Twilight Zone

THE WORST part, if one looked at the bigger picture, isn’t even the reported P1 billion in government funds lost away through anomalous transactions and fraudulent paperwork. What is most galling is that it had to take the horrifying carnage known as the Ampatuan massacre for the Commission on Audit to finally summon the gumption to conduct a proper audit—its first—of the funds allocated to the Autonomous Region in Muslim Mindanao. And that, as Interior Secretary Jesse Robredo pointed out, the government auditors tasked to conduct that standard bureaucratic function had to be accompanied by police and military security because “if not, the ARMM could not be audited.”

Nothing illustrates with more eloquent clarity the meltdown of Muslim Mindanao into a Twilight Zone of lawlessness, corruption and terror under the reign of the Ampatuan clan than this warped, vicious arrangement. Operating a lucrative fiefdom underwritten by the national treasury, Zaldy Ampatuan’s ARMM governorship then shielded its chicanery from normal governmental oversight not only through spurious documentation, but, more insidiously, through the employment of stark intimidation and violence.

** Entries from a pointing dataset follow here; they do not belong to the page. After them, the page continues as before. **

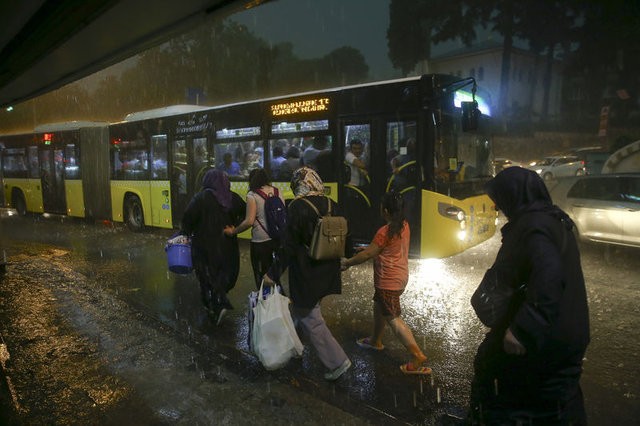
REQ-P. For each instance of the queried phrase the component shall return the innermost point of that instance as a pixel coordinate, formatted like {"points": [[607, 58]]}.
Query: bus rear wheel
{"points": [[133, 214], [19, 203]]}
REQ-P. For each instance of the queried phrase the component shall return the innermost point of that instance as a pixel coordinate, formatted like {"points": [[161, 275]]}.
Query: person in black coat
{"points": [[215, 256], [310, 280], [527, 370]]}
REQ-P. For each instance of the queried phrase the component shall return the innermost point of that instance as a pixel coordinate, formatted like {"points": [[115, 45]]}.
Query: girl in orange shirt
{"points": [[390, 252]]}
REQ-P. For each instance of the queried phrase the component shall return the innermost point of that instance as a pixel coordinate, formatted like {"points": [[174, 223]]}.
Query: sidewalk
{"points": [[78, 355]]}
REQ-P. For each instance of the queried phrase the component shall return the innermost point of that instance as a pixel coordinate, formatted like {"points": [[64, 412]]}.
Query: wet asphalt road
{"points": [[132, 268]]}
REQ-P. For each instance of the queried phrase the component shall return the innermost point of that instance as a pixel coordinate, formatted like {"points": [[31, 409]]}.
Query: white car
{"points": [[558, 166], [605, 208]]}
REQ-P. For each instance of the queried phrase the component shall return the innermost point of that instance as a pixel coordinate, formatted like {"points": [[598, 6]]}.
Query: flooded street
{"points": [[95, 327]]}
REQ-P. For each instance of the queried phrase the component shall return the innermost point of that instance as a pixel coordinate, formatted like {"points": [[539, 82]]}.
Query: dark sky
{"points": [[316, 27]]}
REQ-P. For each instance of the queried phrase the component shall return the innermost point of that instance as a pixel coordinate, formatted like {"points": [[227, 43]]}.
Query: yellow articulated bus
{"points": [[426, 137]]}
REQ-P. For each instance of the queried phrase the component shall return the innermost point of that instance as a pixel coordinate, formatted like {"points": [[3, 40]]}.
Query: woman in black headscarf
{"points": [[528, 367], [216, 258]]}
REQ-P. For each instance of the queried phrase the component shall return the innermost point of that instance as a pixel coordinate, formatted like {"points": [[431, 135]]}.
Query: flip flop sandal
{"points": [[365, 343], [409, 368]]}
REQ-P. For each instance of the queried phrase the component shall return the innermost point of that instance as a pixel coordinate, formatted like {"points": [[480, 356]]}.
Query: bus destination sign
{"points": [[300, 107]]}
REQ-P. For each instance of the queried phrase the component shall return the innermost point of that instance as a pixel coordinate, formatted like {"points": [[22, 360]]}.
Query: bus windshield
{"points": [[462, 160]]}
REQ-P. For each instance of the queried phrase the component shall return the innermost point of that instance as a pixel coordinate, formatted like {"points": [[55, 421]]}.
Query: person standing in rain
{"points": [[310, 280], [215, 256], [390, 251], [527, 369], [262, 248]]}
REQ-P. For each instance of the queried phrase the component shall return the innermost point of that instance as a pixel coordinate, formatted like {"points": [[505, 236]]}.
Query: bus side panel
{"points": [[30, 189], [444, 235], [119, 189], [160, 206], [74, 196], [94, 156], [483, 216], [33, 195]]}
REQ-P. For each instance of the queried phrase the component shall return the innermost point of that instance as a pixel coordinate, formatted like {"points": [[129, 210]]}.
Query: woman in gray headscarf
{"points": [[528, 368], [310, 280], [216, 258]]}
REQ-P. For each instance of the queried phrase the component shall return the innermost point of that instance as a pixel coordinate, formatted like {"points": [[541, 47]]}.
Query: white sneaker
{"points": [[220, 316], [335, 374]]}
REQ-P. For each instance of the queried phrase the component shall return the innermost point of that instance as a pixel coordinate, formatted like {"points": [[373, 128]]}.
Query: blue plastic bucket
{"points": [[179, 258]]}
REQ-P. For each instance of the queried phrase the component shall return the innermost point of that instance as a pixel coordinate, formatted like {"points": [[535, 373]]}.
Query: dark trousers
{"points": [[262, 256]]}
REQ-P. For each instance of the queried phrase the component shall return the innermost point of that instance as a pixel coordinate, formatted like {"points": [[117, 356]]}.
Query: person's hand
{"points": [[343, 264], [268, 281], [512, 345]]}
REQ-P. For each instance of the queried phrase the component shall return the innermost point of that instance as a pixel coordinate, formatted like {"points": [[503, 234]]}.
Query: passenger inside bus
{"points": [[228, 165], [356, 162]]}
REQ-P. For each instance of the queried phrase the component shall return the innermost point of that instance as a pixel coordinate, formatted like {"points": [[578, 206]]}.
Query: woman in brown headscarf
{"points": [[310, 280], [216, 258]]}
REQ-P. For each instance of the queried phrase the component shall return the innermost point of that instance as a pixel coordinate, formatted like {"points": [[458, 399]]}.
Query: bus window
{"points": [[285, 158], [34, 162], [401, 154], [159, 157], [131, 158], [237, 159], [71, 162], [356, 159], [318, 154], [14, 165]]}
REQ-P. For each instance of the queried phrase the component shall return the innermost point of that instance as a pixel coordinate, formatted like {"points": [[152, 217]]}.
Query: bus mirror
{"points": [[470, 116]]}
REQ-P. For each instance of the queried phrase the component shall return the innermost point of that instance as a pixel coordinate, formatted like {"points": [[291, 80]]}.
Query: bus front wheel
{"points": [[133, 214]]}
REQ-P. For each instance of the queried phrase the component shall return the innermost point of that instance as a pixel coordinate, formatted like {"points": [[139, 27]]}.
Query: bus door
{"points": [[51, 179], [190, 161], [403, 173], [361, 188]]}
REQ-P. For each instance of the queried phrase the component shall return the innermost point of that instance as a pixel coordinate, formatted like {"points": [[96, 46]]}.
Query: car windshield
{"points": [[545, 162]]}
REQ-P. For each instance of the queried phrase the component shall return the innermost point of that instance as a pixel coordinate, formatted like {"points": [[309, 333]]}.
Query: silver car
{"points": [[558, 166], [605, 208]]}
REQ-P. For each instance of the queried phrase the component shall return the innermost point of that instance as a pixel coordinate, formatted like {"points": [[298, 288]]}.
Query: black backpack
{"points": [[275, 213]]}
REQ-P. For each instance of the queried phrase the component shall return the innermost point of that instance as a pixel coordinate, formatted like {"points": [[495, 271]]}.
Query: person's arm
{"points": [[530, 326], [371, 251], [247, 223]]}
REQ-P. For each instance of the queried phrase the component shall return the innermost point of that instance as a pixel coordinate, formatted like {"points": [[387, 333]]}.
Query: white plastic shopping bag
{"points": [[273, 338]]}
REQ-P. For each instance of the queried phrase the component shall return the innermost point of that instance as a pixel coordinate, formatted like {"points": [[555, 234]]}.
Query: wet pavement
{"points": [[99, 332]]}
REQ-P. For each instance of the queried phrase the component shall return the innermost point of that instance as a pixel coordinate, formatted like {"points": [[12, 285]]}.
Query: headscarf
{"points": [[516, 190], [217, 182], [306, 181]]}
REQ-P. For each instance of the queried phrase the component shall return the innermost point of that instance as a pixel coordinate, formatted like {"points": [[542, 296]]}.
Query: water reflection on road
{"points": [[435, 306]]}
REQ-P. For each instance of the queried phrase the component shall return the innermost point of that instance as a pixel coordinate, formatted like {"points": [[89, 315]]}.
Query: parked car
{"points": [[501, 163], [558, 166], [605, 208]]}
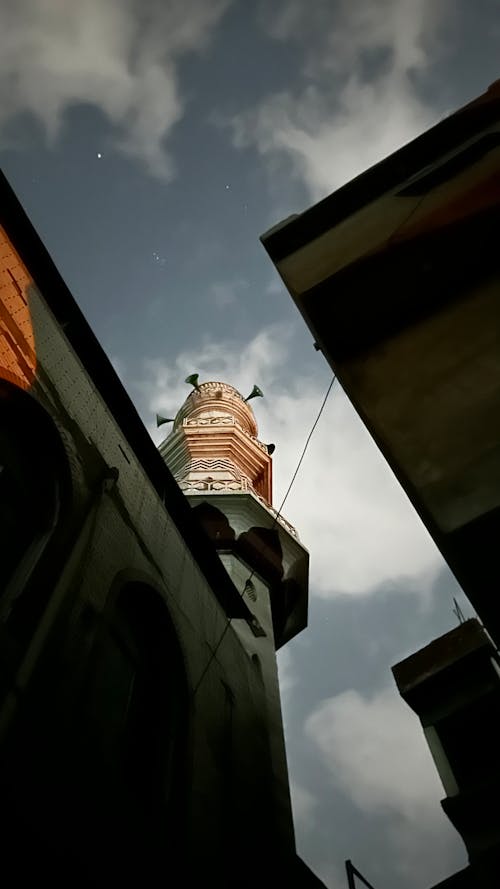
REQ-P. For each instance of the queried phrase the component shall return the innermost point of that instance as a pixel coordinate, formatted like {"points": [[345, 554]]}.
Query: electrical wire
{"points": [[276, 519]]}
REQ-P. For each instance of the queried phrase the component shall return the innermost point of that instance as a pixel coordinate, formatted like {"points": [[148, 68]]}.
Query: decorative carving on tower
{"points": [[224, 469]]}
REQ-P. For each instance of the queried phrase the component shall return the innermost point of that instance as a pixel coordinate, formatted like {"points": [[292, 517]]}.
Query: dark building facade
{"points": [[453, 685], [398, 278], [139, 740]]}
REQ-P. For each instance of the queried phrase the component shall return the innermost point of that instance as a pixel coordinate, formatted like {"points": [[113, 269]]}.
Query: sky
{"points": [[151, 143]]}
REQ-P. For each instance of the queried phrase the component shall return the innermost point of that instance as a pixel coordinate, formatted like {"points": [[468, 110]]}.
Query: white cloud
{"points": [[374, 751], [303, 804], [359, 102], [117, 55], [349, 510]]}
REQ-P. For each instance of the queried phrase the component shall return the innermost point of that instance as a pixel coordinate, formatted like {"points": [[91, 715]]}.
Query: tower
{"points": [[225, 471]]}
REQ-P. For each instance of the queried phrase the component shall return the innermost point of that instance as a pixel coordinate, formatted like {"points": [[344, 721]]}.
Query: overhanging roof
{"points": [[397, 276]]}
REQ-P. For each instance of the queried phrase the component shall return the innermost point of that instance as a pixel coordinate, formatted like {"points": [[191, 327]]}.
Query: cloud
{"points": [[304, 804], [374, 751], [346, 504], [119, 56], [359, 101]]}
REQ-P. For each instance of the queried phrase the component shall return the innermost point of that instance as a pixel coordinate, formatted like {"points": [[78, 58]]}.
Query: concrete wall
{"points": [[117, 530]]}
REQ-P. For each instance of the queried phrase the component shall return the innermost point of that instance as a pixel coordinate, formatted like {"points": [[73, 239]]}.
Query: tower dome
{"points": [[225, 471], [214, 445], [212, 402]]}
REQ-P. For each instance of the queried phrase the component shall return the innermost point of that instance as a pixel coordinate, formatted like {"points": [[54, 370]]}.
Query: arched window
{"points": [[34, 482], [136, 726]]}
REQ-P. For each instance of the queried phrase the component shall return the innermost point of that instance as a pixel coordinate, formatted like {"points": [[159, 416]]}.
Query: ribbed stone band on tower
{"points": [[214, 446]]}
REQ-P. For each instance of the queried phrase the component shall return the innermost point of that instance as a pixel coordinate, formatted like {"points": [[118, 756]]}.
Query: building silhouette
{"points": [[398, 278], [141, 741]]}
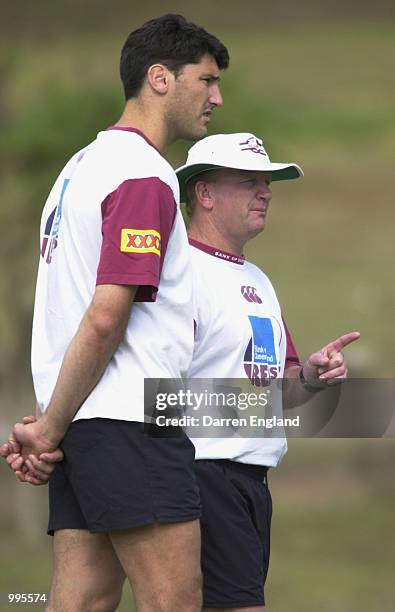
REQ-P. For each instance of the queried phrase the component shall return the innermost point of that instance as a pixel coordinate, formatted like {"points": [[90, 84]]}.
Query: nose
{"points": [[264, 192], [215, 97]]}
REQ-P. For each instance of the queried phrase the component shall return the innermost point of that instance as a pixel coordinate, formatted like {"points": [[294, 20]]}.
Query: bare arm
{"points": [[101, 330], [324, 368]]}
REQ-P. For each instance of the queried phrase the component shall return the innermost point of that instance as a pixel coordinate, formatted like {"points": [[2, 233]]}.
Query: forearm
{"points": [[294, 393], [84, 362]]}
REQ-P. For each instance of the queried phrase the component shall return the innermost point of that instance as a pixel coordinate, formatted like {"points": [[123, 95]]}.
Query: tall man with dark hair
{"points": [[114, 305]]}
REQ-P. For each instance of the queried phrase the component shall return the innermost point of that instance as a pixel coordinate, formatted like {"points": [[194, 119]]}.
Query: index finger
{"points": [[338, 344]]}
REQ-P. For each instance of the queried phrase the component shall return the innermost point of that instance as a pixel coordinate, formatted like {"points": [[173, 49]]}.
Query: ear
{"points": [[158, 77], [204, 194]]}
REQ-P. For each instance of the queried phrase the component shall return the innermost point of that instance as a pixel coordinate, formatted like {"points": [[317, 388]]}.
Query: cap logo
{"points": [[254, 145]]}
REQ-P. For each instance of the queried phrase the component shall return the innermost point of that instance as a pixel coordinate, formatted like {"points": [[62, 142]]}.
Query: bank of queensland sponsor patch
{"points": [[260, 360], [140, 241]]}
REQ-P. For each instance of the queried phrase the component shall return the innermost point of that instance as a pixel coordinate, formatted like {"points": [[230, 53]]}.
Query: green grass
{"points": [[321, 95]]}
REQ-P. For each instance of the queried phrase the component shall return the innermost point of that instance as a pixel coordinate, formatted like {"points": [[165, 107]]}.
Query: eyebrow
{"points": [[211, 76]]}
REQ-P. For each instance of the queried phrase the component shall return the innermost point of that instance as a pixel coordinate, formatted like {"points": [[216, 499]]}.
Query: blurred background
{"points": [[313, 79]]}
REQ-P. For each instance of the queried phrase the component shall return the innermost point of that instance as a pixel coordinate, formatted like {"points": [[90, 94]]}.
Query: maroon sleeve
{"points": [[291, 356], [137, 220]]}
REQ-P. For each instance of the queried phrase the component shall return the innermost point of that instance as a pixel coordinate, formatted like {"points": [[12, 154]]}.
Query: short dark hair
{"points": [[170, 40]]}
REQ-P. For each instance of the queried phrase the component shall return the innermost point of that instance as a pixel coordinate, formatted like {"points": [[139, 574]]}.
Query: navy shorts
{"points": [[235, 525], [116, 476]]}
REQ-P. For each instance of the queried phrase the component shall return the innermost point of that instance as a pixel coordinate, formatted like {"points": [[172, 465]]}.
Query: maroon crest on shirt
{"points": [[250, 294]]}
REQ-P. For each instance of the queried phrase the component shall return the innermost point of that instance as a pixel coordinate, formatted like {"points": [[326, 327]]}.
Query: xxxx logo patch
{"points": [[140, 241]]}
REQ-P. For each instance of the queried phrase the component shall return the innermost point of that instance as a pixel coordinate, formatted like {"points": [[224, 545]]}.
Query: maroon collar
{"points": [[136, 131], [239, 259]]}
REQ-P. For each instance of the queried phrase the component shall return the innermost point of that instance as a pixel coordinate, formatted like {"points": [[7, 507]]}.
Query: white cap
{"points": [[239, 151]]}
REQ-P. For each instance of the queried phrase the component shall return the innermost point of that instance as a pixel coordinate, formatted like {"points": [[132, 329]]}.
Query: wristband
{"points": [[307, 385]]}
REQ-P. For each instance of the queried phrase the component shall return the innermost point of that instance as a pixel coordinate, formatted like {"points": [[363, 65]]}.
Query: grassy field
{"points": [[320, 95], [332, 537]]}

Ampatuan was first elected as ARMM governor in 2005. The COA report that uncovered the unaccounted P1 billion expenditures covered only the period January 2008 to September 2009, the result of a special audit initiated after Ampatuan’s ouster from the governorship following his and his family’s implication in the 2009 Maguindanao massacre. Of the massive funds released to the ARMM, a region that includes some of the country’s poorest provinces (Maguindanao itself, the Ampatuans’ home base, ranking third on the list), hundreds of millions of pesos were found to have been disbursed with fake receipts and invoices, paid to non-existent suppliers, or spent on expenses the amounts of which beggared belief.

In one instance, P117,000 was spent on one meal alone by the governor’s office. Twelve members of Ampatuan’s travel retinue were also said to have filed P2 million in claims—and they were not even government employees. The total amount of travel expenses incurred, mostly by Ampatuan’s drivers and bodyguards, was a staggering P5.3 million. And for a local government unit established to keep its focus on Muslim Mindanao, the ARMM maintained a Manila office—in upscale Makati, to the tune of nearly P30 million from January 2008 to September 2009 alone, some P173,000 of that amount going to the monthly office rent.

This thoroughgoing thievery wasn’t, of course, the result of any special skill or talent on the part of Ampatuan. His high-flying career as overlord of that part of Mindanao came with the enthusiastic backing and strategic support of then President Gloria Macapagal-Arroyo, who counted on the Ampatuan clan as a crucial political ally in the region. From GMA’s Malacañang came the billions that buttressed the power and influence of the sprawling clan, allowing it to build a private army, harass and eventually massacre political opponents, and engender the mind-boggling corruption in the ARMM governor’s mansion that is only now coming to light.

The way it handled hard cash indicated the level of confidence Ampatuan’s administration had in its never-ending bounty. According to the COA report, about P866.5 million in cash advances were given out, many times even with no stated purpose and in several big batches in one day. Not checks or paper guarantees, mind you, but cash—the bundles of money flowing out and simply disappearing into thin air.

In the wake of this report, filing plunder charges against Zaldy Ampatuan and his cohorts is the least the government can do. What cries out for a long-term solution is how to plug the enormous regulatory black hole in an autonomous local government unit such as the ARMM, so that funds allocated to it for the upliftment of the region are not squandered unchecked and unaccounted for through official misuse and corruption.

Ampatuan may be the guilty party now, but if the twisted set-up he so very successfully exploited is allowed to remain, it will spawn more of him. The rapacious mindset and culture that enabled his like need to be dismantled, beginning with the rigorous enforcement of rules on the proper use of public resources. Otherwise, in due time, P1 billion in plundered government money will prove to be the least of the nation’s losses.